Sa tête a été placée devant leur porte, décapitée pour avoir répondu aux djihadistes. Deux ans déjà, mais Zara Alifa Assumane, Mozambicaine de 62 ans, reste hantée par les images de sa belle-sœur, sauvagement tuée et mutilée par ces groupes armés.
Cette survivante vit désormais dans un camp de déplacés à Montepuez, 150 km à l’intérieur des terres. L’endroit s’est peu à peu transformé en petite ville, au rythme des attaques et des vagues d’arrivée de ceux qui fuient. Des échoppes se sont installées, un coiffeur, un tailleur. Des enfants vendent des œufs pour quelques pièces.
Ils sont des milliers. Depuis plus de quatre ans, la province riche en gaz naturel du Cabo Delgado (nord-est), frontalière avec la Tanzanie, est en proie à des attaques de groupes armés djihadistes. Les violences ont tué 3 700 personnes, forçant 820 000 autres à quitter leur foyer.
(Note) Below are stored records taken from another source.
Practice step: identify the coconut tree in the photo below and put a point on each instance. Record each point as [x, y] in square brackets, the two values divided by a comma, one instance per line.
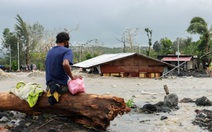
[149, 35]
[23, 33]
[199, 26]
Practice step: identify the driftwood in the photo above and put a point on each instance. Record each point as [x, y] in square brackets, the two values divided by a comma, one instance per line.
[88, 109]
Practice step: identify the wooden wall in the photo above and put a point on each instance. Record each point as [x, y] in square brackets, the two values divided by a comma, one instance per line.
[134, 66]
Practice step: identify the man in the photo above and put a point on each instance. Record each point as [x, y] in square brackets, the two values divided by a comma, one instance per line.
[58, 69]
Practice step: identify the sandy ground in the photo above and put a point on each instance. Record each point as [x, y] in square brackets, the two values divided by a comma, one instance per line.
[144, 91]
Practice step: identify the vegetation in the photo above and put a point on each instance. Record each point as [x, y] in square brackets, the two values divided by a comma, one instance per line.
[32, 42]
[130, 103]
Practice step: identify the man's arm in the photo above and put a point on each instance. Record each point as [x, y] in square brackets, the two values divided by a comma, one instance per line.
[67, 68]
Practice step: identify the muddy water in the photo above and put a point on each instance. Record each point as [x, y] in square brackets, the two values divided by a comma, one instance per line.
[144, 91]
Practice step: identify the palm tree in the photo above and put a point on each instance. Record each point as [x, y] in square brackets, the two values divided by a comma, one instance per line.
[23, 33]
[149, 35]
[199, 26]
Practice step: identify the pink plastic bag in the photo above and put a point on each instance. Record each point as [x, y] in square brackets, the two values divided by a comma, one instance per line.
[76, 86]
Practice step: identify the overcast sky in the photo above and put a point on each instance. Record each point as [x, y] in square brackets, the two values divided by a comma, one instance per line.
[107, 19]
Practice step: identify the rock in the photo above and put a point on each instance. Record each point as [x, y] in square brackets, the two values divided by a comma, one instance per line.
[163, 117]
[171, 100]
[203, 101]
[187, 100]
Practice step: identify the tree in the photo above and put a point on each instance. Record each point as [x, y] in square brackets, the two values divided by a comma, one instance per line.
[23, 35]
[157, 47]
[9, 42]
[199, 26]
[128, 37]
[166, 46]
[29, 36]
[149, 35]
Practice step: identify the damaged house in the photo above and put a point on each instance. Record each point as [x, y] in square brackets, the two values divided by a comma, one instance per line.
[125, 65]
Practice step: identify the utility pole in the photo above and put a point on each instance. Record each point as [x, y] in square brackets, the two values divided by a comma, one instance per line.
[10, 58]
[18, 56]
[178, 53]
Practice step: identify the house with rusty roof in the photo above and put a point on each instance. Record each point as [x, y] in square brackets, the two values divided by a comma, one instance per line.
[126, 65]
[186, 62]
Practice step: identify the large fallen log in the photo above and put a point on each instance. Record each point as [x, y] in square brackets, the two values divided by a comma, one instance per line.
[88, 109]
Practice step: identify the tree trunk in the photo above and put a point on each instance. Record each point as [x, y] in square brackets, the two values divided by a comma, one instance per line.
[88, 109]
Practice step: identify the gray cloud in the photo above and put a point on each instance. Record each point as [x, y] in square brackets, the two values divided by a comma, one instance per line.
[107, 19]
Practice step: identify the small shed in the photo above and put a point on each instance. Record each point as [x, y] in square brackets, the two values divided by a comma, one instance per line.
[187, 62]
[126, 64]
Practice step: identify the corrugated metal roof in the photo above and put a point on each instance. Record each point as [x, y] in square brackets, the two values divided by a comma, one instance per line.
[102, 59]
[176, 58]
[111, 57]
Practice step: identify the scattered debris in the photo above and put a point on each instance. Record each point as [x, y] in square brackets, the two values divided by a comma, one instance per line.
[203, 119]
[203, 101]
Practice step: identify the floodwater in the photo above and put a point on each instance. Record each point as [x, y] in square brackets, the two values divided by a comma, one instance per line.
[142, 91]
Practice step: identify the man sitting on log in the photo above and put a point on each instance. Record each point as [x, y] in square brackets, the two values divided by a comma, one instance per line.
[58, 69]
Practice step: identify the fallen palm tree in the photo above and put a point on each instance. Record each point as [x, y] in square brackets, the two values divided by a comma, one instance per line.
[88, 109]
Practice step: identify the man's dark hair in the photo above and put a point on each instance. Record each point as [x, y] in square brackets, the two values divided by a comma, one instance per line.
[62, 37]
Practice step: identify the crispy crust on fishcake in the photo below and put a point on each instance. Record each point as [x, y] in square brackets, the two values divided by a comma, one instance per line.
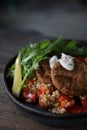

Ce jour-là, ils ont débarqué dans un village et ordonné à tout le monde de sortir. “Ils ont décapité ma belle-sœur parce qu’elle leur a répondu”, raconte Zara. Et si le message n’était pas clair, ils lui ont aussi tranché la langue, souffle-t-elle.
Organisations humanitaires
Cette femme avait un jeune fils. Il a assisté à la scène avant d’être embarqué par les djihadistes. Zara, elle, a réussi à s’enfuir. Elle a rampé dans la jungle, terrifiée. Elle dépend aujourd’hui des organisations humanitaires pour boire, manger.
Ici comme dans toute la région à majorité musulmane, les femmes portent le foulard. Le chant des coqs se mêle à la musique de haut-parleurs accrochés à des panneaux solaires.
Dans un coin, une cabane coiffée d’une antenne annonce le divertissement du jour : Barcelone-Naples. Une récréation, mais seulement le temps d’un match, car au milieu de ce semblant de vie, chacun traîne une lourde histoire.
Pour le responsable de l’ONG sud-africaine JAM active dans le camp, Killen Otieno, le fléau djihadiste est dévastateur. “En 30 ans d’expérience, je n’ai jamais vu ce que j’ai vu au Cabo Delgado”, avoue-t-il.
Tactique de guérilla
Avec ses eaux azur et son sable blanc, la région a des airs de paradis. Mais la violence y est partout visible : des barrages sur les routes, le camp militaire près de l’aéroport de Pemba, capitale de la province. Sur la piste, des avions du Lesotho et du Botswana, parmi les forces régionales envoyées depuis juillet pour épauler une armée mozambicaine dépassée.
Le gouvernement mozambicain met en avant des progrès sur le terrain. Mais les assaillants ont changé de méthode. Se repliant dans la province voisine de Niassa, ils se rendent moins visibles et adoptent une tactique de guérilla.
Cornielo Manuel, un ancien pêcheur de 31 ans, lui aussi déplacé, ne comprend pas l’origine de tout ce malheur. Lorsqu’ils ont attaqué son village, les djihadistes ont crié “Dieu est grand”, se souvient-il. Ensuite, “le sang a coulé, comme une rivière”. Lui s’en est sorti avec des blessures par balles à l’épaule. Les cicatrices sont là.
Certains ont perdu un ami, un enfant. Issa Pedro, 57 ans, n’a jamais retrouvé sa fille de 16 ans, capturée en 2020 à Mocimboa da Praia, ancien fief côtier des “al-shabab”. Selon les ONG et de nombreux témoignages, des jeunes filles ont été kidnappées puis réduites à l’état d’esclaves sexuelles. Et de jeunes garçons enlevés, enrôlés comme enfants soldats.
Reserves de gaz
Les violences ont aussi forcé les géants de l’énergie à ralentir leurs recherches en ressources naturelles. Le Mozambique détient au large de ses côtes les plus grandes réserves de gaz d’Afrique subsaharienne. Le Français Total a dû suspendre son méga projet de 16,5 milliard d’euros. Et n’a pour l’instant aucune perspective précise de retour.
Selon les spécialistes, l’exploitation de ces richesses, dont la région pauvre n’a jamais vu la couleur, nourrissent des griefs envers le gouvernement mozambicain et les rangs des groupes armés.